Comment nous étiquetons les personnes atteintes de maladie mentale influe sur leur tolérance envers elles


Comment nous étiquetons les personnes atteintes de maladie mentale influe sur leur tolérance envers elles

Est-ce que vous appelez un individu avec une dépression «malade mental» ou une «personne atteinte d'une maladie mentale»? Selon une nouvelle étude, le label que l'on donne à une personne atteinte d'une telle maladie peut influencer la tolérance de la société.

L'utilisation de «malades mentaux» pour décrire une personne atteinte de maladie mentale réduit la tolérance vis-à-vis d'elles, une nouvelle étude a révélé.

Publié dans Le Journal of Counseling & Development , L'étude a révélé que les gens étaient moins tolérants envers les personnes qualifiées de «malades mentaux» par rapport aux «personnes atteintes de maladie mentale».

Selon l'étude, le co-auteur Darcy Haag Granello, professeur d'études pédagogiques à l'Ohio State University, les résultats suggèrent que le choix de la langue en se référant à une personne atteinte d'une maladie mentale n'est pas seulement une question de «politique correcte».

"Il ne s'agit pas seulement de dire le bon pour les apparences", dit-elle. "La langue que nous utilisons a des effets réels sur notre niveau de tolérance pour les personnes atteintes de maladie mentale".

Pour atteindre leurs conclusions, Granello et son collègue Todd Gibbs, étudiant diplômé en études pédagogiques dans l'État d'Ohio, ont inscrit trois groupes de participants: 221 étudiants de premier cycle, 211 étudiants non élus d'un échantillon communautaire et 269 conseillers professionnels et conseillers-en- entraînement.

«Mentalement malade» contre «personnes atteintes d'une maladie mentale»

Tous les participants ont rempli un questionnaire intitulé Attitudes communautaires vers les maladies mentales (CAMI).

Les participants ont reçu une série de déclarations qui ont mesuré leurs attitudes à l'égard des personnes atteintes d'une maladie mentale dans quatre domaines: l'autoritarisme, la bienveillance, la restriction sociale et l'idéologie communautaire de la santé mentale.

Bien que le sujet de chaque déclaration soit le même pour chaque participant, la moitié des participants de chaque groupe ont reçu des déclarations qui portaient sur «les malades mentaux», tandis que la moitié restante a été présentée avec des déclarations portant sur «les personnes atteintes de maladie mentale»."

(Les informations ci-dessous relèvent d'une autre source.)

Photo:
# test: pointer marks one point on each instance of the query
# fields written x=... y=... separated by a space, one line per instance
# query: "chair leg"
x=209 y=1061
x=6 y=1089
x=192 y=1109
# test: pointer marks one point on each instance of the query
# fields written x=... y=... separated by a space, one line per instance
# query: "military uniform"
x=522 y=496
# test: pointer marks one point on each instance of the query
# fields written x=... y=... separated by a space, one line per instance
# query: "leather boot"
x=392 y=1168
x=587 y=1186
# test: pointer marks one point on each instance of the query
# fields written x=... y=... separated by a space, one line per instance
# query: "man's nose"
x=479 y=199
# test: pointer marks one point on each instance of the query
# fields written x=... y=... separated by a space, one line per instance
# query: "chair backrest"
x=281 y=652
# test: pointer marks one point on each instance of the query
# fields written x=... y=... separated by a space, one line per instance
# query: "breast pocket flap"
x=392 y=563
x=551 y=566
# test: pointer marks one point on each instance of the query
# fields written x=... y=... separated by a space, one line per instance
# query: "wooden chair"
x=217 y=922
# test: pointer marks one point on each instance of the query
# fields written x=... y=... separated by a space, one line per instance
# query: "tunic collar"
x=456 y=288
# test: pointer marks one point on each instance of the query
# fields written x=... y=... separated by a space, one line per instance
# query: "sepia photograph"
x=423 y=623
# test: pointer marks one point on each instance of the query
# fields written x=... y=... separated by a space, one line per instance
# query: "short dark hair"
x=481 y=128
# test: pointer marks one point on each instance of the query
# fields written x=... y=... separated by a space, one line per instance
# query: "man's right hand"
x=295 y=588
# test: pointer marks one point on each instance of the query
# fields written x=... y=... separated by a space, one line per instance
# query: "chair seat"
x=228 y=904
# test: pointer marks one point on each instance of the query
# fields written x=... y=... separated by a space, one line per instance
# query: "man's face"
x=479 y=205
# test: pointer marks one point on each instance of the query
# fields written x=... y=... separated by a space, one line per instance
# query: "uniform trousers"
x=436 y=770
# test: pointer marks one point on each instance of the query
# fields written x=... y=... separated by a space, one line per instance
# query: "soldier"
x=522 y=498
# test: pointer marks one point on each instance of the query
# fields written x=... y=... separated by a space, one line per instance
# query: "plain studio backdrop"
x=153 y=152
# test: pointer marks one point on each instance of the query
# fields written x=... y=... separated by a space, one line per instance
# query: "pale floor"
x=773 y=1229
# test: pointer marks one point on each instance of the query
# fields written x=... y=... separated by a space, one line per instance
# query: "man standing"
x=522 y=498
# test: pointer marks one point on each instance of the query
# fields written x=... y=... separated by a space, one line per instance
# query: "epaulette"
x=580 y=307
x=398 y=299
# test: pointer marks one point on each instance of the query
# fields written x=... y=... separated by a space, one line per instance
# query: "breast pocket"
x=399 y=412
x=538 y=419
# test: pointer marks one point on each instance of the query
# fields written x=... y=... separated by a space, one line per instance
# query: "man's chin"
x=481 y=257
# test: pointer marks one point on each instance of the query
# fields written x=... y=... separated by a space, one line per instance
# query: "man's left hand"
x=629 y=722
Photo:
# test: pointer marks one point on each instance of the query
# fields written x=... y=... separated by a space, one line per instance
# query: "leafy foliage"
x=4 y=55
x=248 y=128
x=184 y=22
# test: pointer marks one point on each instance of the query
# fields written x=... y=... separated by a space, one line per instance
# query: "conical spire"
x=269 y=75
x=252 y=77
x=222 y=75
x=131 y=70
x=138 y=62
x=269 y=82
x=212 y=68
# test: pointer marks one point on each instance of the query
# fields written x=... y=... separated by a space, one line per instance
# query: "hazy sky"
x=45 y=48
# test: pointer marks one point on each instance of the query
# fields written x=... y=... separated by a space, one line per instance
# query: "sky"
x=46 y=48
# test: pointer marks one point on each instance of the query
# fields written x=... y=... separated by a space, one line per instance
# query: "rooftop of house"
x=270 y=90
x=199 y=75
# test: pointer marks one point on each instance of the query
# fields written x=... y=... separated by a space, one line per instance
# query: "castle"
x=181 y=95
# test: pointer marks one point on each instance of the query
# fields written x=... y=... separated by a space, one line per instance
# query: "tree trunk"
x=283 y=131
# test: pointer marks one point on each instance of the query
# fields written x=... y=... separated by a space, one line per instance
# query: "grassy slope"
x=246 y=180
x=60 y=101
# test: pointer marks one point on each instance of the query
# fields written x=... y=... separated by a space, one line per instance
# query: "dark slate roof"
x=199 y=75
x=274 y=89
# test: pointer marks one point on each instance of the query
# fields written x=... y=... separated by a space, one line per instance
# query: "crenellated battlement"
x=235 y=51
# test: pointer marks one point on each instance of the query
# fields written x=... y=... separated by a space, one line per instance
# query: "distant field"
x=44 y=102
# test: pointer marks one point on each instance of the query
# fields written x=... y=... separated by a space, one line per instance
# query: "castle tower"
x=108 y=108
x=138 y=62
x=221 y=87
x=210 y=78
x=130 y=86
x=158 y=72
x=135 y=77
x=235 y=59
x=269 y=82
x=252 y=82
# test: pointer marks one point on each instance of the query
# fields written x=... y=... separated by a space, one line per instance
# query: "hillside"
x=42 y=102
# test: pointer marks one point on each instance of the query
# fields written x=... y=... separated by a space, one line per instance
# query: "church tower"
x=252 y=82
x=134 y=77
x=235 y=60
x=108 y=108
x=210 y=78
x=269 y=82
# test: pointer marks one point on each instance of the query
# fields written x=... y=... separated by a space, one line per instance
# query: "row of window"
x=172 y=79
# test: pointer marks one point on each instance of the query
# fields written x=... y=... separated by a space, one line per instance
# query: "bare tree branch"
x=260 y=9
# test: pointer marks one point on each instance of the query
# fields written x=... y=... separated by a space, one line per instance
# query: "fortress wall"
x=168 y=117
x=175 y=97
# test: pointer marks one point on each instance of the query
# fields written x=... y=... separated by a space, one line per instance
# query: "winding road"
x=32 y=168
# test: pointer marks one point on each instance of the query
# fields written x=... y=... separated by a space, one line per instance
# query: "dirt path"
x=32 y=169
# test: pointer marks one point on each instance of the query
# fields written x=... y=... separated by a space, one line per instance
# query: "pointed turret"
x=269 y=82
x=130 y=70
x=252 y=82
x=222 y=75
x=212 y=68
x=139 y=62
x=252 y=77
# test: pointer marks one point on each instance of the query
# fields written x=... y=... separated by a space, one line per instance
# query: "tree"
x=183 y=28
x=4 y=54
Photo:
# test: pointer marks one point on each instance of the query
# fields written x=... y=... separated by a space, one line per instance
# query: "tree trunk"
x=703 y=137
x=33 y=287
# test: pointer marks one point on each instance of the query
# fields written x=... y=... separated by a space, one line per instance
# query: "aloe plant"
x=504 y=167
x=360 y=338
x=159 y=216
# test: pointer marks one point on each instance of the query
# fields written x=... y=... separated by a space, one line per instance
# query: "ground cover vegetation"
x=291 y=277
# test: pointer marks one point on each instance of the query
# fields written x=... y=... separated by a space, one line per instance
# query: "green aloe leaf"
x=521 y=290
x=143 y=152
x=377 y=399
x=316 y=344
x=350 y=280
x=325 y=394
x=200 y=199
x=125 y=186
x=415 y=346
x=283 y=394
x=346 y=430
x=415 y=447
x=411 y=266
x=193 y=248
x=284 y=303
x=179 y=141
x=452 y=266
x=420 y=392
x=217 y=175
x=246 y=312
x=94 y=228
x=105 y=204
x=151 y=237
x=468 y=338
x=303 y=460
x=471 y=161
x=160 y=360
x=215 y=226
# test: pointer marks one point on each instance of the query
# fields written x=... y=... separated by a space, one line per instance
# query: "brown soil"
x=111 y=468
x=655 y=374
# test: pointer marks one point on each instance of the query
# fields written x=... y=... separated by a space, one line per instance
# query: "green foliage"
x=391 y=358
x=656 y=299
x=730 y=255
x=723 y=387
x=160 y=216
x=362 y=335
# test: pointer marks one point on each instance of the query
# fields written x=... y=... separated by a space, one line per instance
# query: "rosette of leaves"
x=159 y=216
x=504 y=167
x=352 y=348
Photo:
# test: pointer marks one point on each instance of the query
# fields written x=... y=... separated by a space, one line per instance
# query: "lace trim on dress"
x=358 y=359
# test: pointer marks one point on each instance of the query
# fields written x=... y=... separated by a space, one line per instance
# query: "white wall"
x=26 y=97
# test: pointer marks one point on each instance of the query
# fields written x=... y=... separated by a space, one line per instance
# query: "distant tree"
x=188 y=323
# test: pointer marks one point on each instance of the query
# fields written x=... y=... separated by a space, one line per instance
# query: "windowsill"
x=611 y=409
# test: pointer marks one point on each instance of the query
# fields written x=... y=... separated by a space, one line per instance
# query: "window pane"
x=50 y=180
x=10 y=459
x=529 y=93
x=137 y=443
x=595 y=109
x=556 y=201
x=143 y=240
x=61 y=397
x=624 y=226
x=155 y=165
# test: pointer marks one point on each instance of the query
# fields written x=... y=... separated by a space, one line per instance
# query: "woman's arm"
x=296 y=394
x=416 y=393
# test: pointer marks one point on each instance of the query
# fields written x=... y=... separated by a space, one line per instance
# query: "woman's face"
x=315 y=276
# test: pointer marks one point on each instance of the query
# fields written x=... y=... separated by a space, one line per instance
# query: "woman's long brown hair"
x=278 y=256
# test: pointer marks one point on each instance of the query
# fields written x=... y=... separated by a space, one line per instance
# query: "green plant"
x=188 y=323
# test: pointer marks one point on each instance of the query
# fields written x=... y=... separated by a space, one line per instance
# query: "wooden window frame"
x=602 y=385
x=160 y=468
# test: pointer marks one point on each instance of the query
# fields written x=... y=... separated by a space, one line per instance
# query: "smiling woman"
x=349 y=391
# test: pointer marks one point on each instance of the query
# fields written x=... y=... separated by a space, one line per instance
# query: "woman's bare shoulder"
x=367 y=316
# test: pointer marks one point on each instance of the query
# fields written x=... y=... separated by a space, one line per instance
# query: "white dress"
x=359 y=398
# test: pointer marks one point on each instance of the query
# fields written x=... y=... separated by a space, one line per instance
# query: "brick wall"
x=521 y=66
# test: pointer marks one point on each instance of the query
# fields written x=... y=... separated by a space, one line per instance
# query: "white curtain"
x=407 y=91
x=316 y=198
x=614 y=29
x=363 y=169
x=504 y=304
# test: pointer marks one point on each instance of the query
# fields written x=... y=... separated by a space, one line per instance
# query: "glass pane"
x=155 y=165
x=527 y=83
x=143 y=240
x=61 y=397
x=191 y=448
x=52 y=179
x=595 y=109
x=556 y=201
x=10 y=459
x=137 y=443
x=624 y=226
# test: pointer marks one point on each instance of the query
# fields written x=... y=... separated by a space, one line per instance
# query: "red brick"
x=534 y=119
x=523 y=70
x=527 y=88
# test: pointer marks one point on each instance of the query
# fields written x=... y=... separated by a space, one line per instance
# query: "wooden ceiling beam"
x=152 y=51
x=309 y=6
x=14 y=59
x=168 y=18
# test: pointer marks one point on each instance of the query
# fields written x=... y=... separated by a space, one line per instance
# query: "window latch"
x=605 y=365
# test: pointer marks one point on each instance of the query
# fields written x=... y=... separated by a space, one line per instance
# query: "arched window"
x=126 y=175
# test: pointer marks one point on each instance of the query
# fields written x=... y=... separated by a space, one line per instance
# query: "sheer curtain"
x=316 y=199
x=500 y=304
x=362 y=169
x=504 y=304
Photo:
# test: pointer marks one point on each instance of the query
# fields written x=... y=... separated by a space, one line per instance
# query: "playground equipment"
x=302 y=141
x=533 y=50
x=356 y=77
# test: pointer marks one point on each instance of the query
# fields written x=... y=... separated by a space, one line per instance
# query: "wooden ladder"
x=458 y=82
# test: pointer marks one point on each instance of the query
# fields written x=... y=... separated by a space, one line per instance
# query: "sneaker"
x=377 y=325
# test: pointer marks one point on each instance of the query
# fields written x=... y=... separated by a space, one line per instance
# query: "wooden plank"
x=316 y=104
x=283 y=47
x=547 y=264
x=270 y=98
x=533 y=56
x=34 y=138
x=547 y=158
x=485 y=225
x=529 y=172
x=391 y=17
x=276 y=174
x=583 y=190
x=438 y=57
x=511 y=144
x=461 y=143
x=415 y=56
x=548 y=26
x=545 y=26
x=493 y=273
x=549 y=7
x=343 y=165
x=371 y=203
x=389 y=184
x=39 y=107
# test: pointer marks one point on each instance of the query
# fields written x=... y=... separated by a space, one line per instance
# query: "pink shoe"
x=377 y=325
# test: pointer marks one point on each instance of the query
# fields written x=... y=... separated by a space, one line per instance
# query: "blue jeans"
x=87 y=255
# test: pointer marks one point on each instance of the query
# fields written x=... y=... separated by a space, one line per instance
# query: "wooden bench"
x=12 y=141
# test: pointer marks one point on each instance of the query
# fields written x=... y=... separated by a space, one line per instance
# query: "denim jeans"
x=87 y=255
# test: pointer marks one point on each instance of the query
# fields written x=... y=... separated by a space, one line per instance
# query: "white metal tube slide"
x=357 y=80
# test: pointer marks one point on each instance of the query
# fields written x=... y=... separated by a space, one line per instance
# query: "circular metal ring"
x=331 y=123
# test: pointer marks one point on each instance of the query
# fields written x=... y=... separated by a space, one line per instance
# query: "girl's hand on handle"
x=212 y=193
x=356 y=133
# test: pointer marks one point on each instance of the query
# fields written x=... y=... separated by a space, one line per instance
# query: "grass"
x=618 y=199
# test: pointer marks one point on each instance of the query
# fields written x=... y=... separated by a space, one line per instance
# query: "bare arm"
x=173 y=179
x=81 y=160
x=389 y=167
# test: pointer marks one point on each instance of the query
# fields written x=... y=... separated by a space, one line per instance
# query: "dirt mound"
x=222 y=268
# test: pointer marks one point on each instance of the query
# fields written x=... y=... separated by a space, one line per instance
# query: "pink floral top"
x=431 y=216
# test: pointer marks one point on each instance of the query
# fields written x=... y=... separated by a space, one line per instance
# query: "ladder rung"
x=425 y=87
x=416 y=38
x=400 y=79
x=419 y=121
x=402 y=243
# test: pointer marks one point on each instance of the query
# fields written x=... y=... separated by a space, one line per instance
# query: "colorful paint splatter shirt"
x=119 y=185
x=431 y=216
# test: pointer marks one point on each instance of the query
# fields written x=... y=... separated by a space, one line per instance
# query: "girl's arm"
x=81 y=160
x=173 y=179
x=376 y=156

Par exemple, un énoncé évaluant les attitudes des participants à l'égard de la restriction sociale chez les personnes atteintes d'une maladie mentale a déclaré: «Les malades mentaux (ou«les personnes atteintes de maladie mentale ») devraient être isolés du reste de la communauté».

Les participants ont été invités à évaluer chaque déclaration sur une échelle de cinq points, l'une représentant "fortement d'accord" et cinq représentant "fortement en désaccord".

Une tolérance plus faible pour les «malades mentaux» dans les trois groupes

Les chercheurs ont constaté que les trois groupes ont démontré une tolérance plus faible lorsque leurs enquêtes portaient sur «les malades mentaux» plutôt que sur «les personnes atteintes de maladie mentale», mais qu'elles étaient moins tolérantes de différentes façons.

  • Environ 1 adulte sur 5 aux États-Unis éprouvent une maladie mentale au cours d'une année donnée
  • Environ 16 millions d'adultes aux États-Unis ont connu au moins un épisode de dépression au cours de la dernière année
  • Une maladie mentale grave coûte aux États-Unis environ 193,2 milliards de dollars de gains perdus chaque année.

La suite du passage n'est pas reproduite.